There are plenty of people banging away in the gym, focused on the “Frankenstein” body part segmented training that might have all the beach muscle in check… But can’t kick a foot ball without a 3cm tear in their quads.

Prolonging the quality in which someone is able to move into their elderly years will not only keep muscle and bone mass, but help prevent slips and falls. (1)

If you watch new born babies and toddlers roll around on the floor or pick things up, you’ll see that they have textbook mobility and lifting mechanics! See podcast here with Tim Anderson for more information on developing “original strength“.

It’s only after they take up sitting for extended periods of time, playing with iPads or watching TV that their mobility and movement quality starts to deteriorate.

The age old saying, “if you don’t use it, you lose it” is absolutely true when it comes to movement and muscles.

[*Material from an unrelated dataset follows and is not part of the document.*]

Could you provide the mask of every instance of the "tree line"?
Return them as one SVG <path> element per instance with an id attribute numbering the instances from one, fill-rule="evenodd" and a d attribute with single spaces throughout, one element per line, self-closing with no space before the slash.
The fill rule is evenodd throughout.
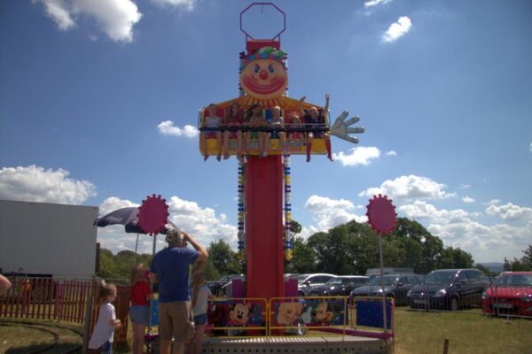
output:
<path id="1" fill-rule="evenodd" d="M 368 268 L 379 266 L 379 238 L 367 223 L 349 221 L 318 232 L 304 240 L 298 236 L 301 225 L 293 221 L 293 258 L 285 261 L 285 273 L 331 273 L 334 274 L 365 274 Z M 223 240 L 210 243 L 209 259 L 205 268 L 206 278 L 216 281 L 227 274 L 244 273 L 246 265 L 237 252 Z M 384 236 L 383 258 L 385 267 L 413 268 L 419 274 L 426 274 L 434 269 L 471 268 L 472 255 L 459 248 L 445 246 L 442 239 L 433 235 L 421 224 L 407 218 L 399 218 L 395 230 Z M 522 258 L 505 258 L 505 270 L 532 270 L 532 245 L 523 250 Z M 135 255 L 121 250 L 113 255 L 102 249 L 98 276 L 105 279 L 127 279 L 133 262 L 148 266 L 152 255 Z M 478 265 L 486 275 L 494 274 Z"/>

Recently, in an interview with Dan John, I asked, “how after all these years are you still able to do deep goblet squats and overhead snatches with considerable weights?”

And his answer was gold!

“I can still do them, because I do them!”Dan John (see podcast here)

Nothing complicated, just doing the movements well, over long periods of time, enables us to continue to do them for longer.

The critical thing to understand is to do the movements well. If you accumulate bad movement techniques or habits, then you will be moving closer to injury…

Excellence and mastery comes from decades of practice and refinement!

Put in the work and reap the rewards!

If you have been sitting behind a desk for +20 years without proper movements or exercise, then its’ going to take longer than a 6-week program for everything to fall into place.

It’s not to say it’s too late for anyone though. There is always room for improvement and believe it or not, your body will respond like magic if you practice the basics daily.

The 5 basic daily movements

1. Deep Goblet squat (see video below) – 2 to 5 reps with a pause at the bottom.

2. Jefferson Curl (see video below) – 2 to 5 reps

3. Couch stretch (See video below) – +20sec each leg

4. Dead hang from bar (see video below) – 20 to 30 seconds hang.

5.  Reverse plank (see video below) – 5 reps with a slow controlled tempo (squeeze and breathe at the top of the movement)

Please note chances are you won’t be 100% effective or perfect when it comes to technique straight away. The key is to practice and do them on a daily basis. Technique will come with time and focused practice.

This daily practice will take less than 5 minutes in total. If you don’t have 5 minutes each day, then why are you reading this?

Try these in the morning before coffee or breakfast. They’re a great way to light your nervous system like a Christmas tree!

Remember, practice makes perfect. Daily habits add up over time!

Stay Strong,

Coach Adam


  1. Dionyssiotis, Y. (2012). Analyzing the problem of falls among older people. International journal of general medicine, 5, 805.